One of the commonly asked questions that precedes this trial creation process is “What sample size do I need to validate any observed effect from my intervention?”.
In general for hypothesis testing, the sample size is crucial for obtaining reliable and robust results. In this article, we shed light on why sample size is important to get correct, and what are some of the factors that influence the sample size we need to obtain from different groups (i.e., treatment and control groups). We will finish off with a technical deep dive into how one would calculate the right sample size for trial assessment.
But first, let’s walk through what is “hypothesis testing” and how sample size comes into play.
What is “Hypothesis Testing”?
Hypothesis testing is a statistical method used to make inferences or draw conclusions about a cohort based on sample data. In this process, we formulate hypotheses and then test whether the sample data provides enough evidence to reject the null hypothesis.
We typically formulate a null hypothesis which is a statement saying that there is no effect or no difference. This largely serves as a default or baseline assumption. In the context of crafting a trial - this is synonymous to saying that the intervention of utilising data-driven insights yields no benefits over not utilising.

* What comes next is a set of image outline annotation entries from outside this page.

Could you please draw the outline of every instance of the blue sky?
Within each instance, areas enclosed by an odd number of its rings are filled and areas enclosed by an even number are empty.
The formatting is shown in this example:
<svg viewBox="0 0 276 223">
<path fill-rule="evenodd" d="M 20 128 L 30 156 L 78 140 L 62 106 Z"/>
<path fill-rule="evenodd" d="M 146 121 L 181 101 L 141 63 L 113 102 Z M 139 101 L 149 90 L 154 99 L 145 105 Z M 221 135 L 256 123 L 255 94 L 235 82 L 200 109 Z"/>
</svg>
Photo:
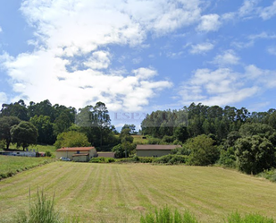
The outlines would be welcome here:
<svg viewBox="0 0 276 223">
<path fill-rule="evenodd" d="M 275 24 L 275 0 L 0 1 L 0 103 L 265 111 Z"/>
</svg>

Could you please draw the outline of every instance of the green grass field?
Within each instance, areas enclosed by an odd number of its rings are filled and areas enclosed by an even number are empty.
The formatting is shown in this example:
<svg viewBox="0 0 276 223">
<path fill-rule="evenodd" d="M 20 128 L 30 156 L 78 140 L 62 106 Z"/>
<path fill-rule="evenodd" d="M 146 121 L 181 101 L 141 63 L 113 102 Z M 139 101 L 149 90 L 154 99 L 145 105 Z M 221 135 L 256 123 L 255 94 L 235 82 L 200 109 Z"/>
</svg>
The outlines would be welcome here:
<svg viewBox="0 0 276 223">
<path fill-rule="evenodd" d="M 207 167 L 54 162 L 0 181 L 0 222 L 29 208 L 29 188 L 52 196 L 63 216 L 80 222 L 138 222 L 168 205 L 200 222 L 223 222 L 233 211 L 276 217 L 276 184 Z M 2 218 L 2 219 L 1 219 Z"/>
</svg>

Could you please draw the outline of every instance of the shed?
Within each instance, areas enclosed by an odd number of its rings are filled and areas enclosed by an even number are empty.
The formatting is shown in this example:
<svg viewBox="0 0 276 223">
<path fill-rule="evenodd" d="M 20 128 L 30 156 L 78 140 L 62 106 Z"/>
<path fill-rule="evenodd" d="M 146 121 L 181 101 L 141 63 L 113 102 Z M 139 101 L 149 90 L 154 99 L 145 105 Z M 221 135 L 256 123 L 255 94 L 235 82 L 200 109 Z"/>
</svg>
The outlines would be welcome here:
<svg viewBox="0 0 276 223">
<path fill-rule="evenodd" d="M 180 145 L 137 145 L 136 153 L 138 157 L 162 157 L 180 147 Z"/>
<path fill-rule="evenodd" d="M 69 158 L 72 160 L 73 155 L 75 157 L 82 157 L 82 158 L 76 158 L 76 159 L 86 159 L 89 160 L 93 157 L 96 157 L 96 150 L 95 147 L 63 147 L 55 150 L 55 156 L 57 159 L 60 157 Z M 84 158 L 86 157 L 86 158 Z"/>
</svg>

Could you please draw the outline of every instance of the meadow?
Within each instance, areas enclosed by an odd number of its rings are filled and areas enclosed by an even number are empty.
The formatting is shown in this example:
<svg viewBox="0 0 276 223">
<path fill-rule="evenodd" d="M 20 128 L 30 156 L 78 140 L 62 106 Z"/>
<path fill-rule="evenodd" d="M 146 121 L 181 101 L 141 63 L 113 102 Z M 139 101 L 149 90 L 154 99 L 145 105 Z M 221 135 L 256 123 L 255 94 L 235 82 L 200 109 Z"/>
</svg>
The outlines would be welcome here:
<svg viewBox="0 0 276 223">
<path fill-rule="evenodd" d="M 166 205 L 200 222 L 223 222 L 238 210 L 275 217 L 276 184 L 211 167 L 54 162 L 0 181 L 0 222 L 28 210 L 38 189 L 63 216 L 80 222 L 139 222 Z"/>
</svg>

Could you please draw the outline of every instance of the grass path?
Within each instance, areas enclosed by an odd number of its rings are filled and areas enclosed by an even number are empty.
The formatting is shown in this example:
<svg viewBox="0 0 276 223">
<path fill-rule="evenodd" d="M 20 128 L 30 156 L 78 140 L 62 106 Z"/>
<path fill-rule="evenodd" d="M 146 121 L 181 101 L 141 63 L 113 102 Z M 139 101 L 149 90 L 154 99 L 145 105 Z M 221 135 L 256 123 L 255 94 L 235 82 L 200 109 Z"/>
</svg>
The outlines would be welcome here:
<svg viewBox="0 0 276 223">
<path fill-rule="evenodd" d="M 0 222 L 29 207 L 38 188 L 55 193 L 56 209 L 81 222 L 138 222 L 165 205 L 188 209 L 201 222 L 232 211 L 276 217 L 276 184 L 217 167 L 55 162 L 0 181 Z M 2 219 L 1 219 L 2 218 Z"/>
</svg>

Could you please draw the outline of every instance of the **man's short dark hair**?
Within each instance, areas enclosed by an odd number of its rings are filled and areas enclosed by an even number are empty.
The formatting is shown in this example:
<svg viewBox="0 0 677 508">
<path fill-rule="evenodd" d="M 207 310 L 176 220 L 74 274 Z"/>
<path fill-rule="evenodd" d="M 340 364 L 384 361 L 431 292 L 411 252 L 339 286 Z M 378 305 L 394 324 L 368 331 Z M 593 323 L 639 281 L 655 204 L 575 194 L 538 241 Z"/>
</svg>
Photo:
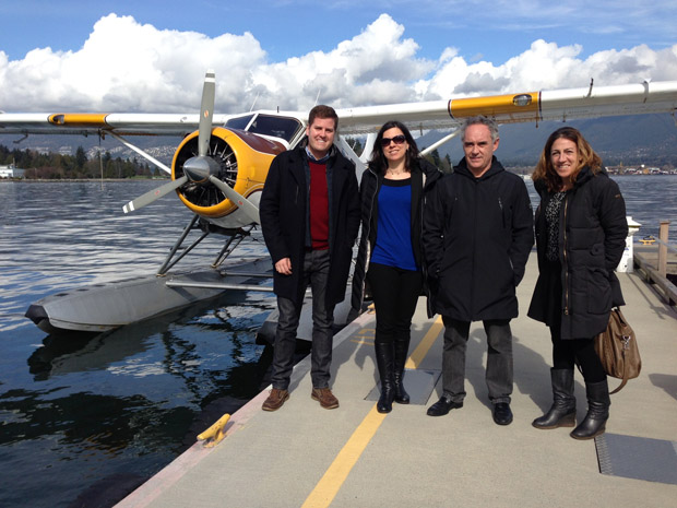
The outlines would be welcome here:
<svg viewBox="0 0 677 508">
<path fill-rule="evenodd" d="M 311 126 L 316 118 L 332 118 L 334 120 L 334 130 L 339 129 L 339 115 L 331 106 L 320 104 L 313 107 L 308 114 L 308 125 Z"/>
</svg>

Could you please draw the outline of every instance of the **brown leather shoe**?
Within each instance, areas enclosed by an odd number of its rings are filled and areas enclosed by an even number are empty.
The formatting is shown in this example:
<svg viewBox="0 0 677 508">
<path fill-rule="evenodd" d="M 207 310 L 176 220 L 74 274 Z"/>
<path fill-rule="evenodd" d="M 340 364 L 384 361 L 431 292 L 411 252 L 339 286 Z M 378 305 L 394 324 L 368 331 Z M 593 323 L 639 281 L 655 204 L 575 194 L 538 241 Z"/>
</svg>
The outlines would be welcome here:
<svg viewBox="0 0 677 508">
<path fill-rule="evenodd" d="M 289 398 L 289 392 L 287 390 L 281 390 L 280 388 L 273 388 L 271 390 L 271 394 L 268 395 L 265 402 L 261 409 L 263 411 L 277 411 L 282 407 L 282 404 Z"/>
<path fill-rule="evenodd" d="M 320 402 L 320 405 L 325 410 L 339 407 L 339 399 L 334 397 L 329 388 L 313 388 L 310 398 L 313 401 Z"/>
</svg>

To test if this is true, we divide our population into two groups - one for control and one for treatment. The control group is a cohort in which they do not receive any intervention. The treatment group is a cohort in which they do. We can then quantify the differences between these two groups to see if there is indeed an uplift.
How does sample size come into the picture?
The sample size refers to the number of individual observations or data points included in a statistical sample. It is the subset of a population that is selected for a particular study or experiment to represent the entire population.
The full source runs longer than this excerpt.